The care team walked through the Florida Room, a beautiful sitting area with windows and a skylight above, to start bringing residents to the center hallway for safety when they suddenly felt the impact of the tornado. “We moved towards the skylight, and when we walked underneath, it shattered. The tornado was hitting us,” says Cross.
“We came by the nursing desk and got behind the wall. That wall was the only thing that was shielding us. We rode it out. I called our executive director, Cody Harvey. Glass was flying and sticking into the wall. We had one resident in the 300 hallway come out. We had to tell him to go back. It felt like it lasted forever!” exclaims Cross.
“As soon as it was over, we started our rounds, making sure everyone was okay. Many of the residents were asleep in their beds, most of their windows were blown out on them. Their beds were now near their bathrooms, pushed by the wind. We split up the hallways, three of us, and started pulling them out. The front doors were by our fireplace. A water pipe from outside was in our activity room. It was terrifying.”
Right away, Morning Pointe Senior Living owners Greg Vital and Franklin Farrow, along with other associates, were on site leading the emergency evacuation. 130 residents were displaced from the two buildings. All had survived.
“I took hallway 200. It got hit really bad and was flooding. Residents first worried about their families, their cars. They had a lifetime of memories in their rooms, and we were trying to comfort them,” says Cross. “We took them around to the best part of the building so they wouldn’t have to see all the bad. Five minutes ago, we had a beautiful, perfect building. The wind tore us apart.”
Like many Morning Pointe Senior Living associates, Cross worked around the clock, helping with the evacuation and then making sure every single resident was settled into their temporary homes at two nearby hotels. “They were all nervous wrecks. They didn’t know why they were there, and you couldn’t really explain to them that a tornado tore down their building.”
After two weeks, all the residents were relocated to area Morning Pointe assisted living communities and other nearby facilities. COVID-19 made the separation isolating for many. Once again, associates stepped up, filling in for family. “Since they can’t see their families, we are the only ones they have,” says Cross. “Some associates came in on their days off to sit with the residents who didn’t have family.”

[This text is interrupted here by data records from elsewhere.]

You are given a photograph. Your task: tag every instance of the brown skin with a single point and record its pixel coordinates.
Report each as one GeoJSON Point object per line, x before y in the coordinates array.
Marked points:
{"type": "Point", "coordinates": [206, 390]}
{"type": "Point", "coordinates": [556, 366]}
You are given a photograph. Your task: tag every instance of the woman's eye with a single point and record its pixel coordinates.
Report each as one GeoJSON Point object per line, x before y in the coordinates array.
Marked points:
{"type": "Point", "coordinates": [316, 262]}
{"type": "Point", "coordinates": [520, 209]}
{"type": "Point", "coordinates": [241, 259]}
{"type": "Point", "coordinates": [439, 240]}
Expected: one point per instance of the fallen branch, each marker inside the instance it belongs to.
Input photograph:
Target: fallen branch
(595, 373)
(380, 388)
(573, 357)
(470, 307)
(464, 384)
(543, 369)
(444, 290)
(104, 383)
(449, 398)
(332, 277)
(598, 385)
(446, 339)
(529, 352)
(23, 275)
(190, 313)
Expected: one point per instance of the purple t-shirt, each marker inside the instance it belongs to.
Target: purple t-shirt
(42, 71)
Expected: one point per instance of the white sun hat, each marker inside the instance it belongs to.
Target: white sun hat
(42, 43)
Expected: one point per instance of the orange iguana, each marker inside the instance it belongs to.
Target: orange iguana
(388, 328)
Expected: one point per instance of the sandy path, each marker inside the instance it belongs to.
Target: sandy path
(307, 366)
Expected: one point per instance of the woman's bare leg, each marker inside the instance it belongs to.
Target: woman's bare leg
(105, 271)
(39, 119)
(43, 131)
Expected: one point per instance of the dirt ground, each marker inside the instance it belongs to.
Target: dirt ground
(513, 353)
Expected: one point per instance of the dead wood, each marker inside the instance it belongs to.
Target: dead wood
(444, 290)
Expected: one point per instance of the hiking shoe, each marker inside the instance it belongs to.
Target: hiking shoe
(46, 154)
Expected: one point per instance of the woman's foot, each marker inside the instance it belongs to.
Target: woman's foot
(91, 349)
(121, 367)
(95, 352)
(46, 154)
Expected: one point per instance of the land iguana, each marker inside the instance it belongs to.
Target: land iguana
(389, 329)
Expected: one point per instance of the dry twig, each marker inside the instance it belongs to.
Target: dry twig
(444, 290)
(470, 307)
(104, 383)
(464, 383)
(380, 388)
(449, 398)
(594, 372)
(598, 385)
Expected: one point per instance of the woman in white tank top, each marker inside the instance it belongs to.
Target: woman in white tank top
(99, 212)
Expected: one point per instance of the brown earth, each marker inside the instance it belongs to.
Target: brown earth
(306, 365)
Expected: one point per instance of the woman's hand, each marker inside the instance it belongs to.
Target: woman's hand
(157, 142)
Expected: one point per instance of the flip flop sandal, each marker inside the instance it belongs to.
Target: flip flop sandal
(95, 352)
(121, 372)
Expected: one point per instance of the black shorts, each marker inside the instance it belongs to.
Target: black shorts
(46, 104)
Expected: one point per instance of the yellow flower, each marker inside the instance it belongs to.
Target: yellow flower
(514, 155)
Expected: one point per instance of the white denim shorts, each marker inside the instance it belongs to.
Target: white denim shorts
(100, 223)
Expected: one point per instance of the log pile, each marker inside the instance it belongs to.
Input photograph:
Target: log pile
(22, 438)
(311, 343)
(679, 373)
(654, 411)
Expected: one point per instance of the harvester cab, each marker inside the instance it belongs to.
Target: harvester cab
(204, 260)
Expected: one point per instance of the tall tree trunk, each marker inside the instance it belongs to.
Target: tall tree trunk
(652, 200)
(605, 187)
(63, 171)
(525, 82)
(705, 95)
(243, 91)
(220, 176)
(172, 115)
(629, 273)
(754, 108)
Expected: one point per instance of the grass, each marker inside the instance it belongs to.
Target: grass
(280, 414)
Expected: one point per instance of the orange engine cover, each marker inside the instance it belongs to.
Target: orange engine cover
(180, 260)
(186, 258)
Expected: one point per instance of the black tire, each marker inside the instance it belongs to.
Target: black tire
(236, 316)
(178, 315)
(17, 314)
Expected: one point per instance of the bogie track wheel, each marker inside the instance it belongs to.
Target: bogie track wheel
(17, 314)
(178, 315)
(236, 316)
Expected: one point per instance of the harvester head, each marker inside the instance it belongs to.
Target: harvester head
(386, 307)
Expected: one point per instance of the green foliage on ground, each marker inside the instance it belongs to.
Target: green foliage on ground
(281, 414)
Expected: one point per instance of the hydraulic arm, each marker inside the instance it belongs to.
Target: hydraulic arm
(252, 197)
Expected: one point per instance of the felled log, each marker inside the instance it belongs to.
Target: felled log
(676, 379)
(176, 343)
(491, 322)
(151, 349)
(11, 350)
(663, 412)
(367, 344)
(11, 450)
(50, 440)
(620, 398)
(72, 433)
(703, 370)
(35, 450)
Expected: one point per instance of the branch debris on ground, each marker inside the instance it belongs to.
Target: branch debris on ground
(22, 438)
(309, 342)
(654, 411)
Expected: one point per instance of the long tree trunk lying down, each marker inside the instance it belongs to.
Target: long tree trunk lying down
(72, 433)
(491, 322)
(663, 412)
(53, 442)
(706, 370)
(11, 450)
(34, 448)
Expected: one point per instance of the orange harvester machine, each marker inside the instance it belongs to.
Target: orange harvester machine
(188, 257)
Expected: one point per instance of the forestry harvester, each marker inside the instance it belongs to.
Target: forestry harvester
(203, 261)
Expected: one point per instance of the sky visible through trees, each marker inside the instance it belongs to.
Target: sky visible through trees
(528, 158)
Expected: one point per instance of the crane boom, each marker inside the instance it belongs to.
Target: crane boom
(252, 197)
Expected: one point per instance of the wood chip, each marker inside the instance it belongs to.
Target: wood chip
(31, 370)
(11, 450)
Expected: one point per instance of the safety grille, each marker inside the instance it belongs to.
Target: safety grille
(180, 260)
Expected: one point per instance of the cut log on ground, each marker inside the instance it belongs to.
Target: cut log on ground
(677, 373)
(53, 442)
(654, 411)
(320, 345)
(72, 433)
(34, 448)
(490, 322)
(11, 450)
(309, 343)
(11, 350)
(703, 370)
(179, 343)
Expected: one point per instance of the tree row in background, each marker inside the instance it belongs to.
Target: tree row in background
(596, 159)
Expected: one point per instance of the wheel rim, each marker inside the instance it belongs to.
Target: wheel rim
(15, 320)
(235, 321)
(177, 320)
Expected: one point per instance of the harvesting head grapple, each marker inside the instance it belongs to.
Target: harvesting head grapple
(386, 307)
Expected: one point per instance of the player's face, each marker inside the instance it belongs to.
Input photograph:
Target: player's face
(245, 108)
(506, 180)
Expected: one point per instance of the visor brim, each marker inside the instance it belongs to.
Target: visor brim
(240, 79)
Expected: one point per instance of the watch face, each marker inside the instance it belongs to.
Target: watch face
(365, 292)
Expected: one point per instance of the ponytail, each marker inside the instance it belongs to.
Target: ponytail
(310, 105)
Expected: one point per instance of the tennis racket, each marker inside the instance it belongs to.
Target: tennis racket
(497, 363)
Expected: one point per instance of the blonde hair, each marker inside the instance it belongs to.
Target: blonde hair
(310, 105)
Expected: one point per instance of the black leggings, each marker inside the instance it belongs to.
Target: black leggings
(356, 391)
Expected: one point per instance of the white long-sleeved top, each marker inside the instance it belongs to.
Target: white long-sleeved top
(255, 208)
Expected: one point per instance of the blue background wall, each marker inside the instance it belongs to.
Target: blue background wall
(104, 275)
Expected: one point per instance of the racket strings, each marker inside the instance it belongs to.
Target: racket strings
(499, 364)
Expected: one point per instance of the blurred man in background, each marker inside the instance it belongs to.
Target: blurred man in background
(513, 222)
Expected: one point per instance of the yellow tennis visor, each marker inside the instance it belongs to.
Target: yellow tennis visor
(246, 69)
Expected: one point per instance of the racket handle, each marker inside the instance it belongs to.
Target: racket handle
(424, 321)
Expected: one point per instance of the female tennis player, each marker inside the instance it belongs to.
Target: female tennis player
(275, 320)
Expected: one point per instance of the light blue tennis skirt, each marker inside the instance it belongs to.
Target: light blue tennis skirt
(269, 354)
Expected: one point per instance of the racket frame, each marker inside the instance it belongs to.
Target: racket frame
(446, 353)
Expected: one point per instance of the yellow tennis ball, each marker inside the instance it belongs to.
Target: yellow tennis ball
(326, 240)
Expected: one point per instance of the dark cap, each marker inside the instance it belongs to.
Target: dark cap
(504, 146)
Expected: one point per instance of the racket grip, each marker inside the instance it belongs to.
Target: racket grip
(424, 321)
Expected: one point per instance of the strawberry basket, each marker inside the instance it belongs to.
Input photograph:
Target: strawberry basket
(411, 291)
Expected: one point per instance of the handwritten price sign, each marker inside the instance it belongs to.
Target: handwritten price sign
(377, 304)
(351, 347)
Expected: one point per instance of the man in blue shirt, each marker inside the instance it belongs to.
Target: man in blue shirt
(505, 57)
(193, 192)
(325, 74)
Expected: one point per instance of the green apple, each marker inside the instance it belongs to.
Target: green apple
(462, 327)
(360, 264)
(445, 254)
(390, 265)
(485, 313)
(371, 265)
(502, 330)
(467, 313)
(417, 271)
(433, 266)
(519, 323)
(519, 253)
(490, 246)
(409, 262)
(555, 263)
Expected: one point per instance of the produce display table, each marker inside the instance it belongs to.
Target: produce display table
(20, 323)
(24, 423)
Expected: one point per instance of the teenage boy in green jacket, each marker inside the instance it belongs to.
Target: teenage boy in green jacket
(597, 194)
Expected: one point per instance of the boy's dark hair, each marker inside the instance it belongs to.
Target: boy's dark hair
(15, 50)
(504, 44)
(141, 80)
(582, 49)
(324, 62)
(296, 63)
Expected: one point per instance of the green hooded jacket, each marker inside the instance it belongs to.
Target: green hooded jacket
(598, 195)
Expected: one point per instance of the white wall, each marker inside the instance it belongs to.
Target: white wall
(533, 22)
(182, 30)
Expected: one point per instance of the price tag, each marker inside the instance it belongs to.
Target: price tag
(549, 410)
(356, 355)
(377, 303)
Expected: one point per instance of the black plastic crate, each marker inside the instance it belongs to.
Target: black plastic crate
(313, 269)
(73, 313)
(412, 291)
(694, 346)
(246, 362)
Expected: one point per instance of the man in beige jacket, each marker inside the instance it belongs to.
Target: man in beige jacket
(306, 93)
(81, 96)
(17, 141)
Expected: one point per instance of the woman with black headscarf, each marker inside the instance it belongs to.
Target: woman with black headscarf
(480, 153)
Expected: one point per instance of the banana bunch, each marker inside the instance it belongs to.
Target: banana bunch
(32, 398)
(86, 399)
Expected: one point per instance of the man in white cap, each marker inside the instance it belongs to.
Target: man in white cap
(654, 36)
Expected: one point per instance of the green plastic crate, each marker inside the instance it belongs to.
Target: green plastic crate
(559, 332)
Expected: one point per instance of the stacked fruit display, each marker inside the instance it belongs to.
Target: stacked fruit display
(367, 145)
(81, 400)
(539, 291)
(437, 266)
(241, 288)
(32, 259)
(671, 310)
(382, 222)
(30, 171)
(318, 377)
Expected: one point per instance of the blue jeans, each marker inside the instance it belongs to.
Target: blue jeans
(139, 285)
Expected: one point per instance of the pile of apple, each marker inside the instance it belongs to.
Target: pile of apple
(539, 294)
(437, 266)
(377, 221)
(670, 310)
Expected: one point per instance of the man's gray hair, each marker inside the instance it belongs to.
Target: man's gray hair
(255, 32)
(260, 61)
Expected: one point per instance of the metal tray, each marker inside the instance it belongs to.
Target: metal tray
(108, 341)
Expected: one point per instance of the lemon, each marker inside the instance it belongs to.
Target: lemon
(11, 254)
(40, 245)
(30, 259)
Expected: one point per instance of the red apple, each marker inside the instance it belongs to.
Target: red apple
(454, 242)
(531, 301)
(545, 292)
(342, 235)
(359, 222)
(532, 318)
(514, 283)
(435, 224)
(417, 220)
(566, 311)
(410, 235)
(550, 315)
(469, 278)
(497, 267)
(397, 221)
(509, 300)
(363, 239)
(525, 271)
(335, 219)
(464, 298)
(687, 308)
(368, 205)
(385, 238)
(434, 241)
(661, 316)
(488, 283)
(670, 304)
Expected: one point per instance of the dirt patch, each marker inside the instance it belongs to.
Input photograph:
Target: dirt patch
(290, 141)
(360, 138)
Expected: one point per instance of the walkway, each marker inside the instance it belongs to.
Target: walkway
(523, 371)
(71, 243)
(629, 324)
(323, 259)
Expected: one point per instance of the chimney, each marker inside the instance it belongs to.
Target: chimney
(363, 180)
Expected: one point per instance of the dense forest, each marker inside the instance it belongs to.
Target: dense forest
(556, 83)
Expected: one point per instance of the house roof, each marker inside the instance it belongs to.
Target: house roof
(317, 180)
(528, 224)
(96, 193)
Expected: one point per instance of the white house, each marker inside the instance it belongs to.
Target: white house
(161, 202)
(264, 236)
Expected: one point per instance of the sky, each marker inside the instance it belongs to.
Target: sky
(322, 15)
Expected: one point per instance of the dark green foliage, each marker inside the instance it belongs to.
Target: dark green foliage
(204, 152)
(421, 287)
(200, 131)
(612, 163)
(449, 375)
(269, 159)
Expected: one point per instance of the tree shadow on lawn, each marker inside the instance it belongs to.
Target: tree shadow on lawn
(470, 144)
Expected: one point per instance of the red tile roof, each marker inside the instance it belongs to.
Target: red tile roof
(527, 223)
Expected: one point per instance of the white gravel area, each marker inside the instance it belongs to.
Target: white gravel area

It’s been a challenge. Cross, like many displaced associates, worked at Morning Pointe of East Hamilton Assisted Living and Alzheimer’s Memory Care during the months of renovation. She worries about the residents she doesn’t get to see, who are temporarily at other facilities. “When we don’t see our regular residents all of the time, we worry about them, because we have taken care of them for so long,” says Cross. “You worry if they got the right breakfast, because they only eat a certain breakfast. You worry if they are in bed at 8 p.m. because it’s their bedtime. We are so connected at Shallowford, and we are such a family. We all share birthdays together, all of that. Residents will give you cards. We are so in touch with each other, the staff and the residents included. They don’t know any different. Their families know us, we know their families. It’s all the little things we do for each other.”
Those little things have fueled big hope. Now, a big move day is right around the corner, when most will move back to their home, Morning Pointe of Chattanooga. “Right now, I am excited about getting back,” says Cross with a smile. “I am so excited! I can’t wait to go back! I am just like the residents and counting down the days.”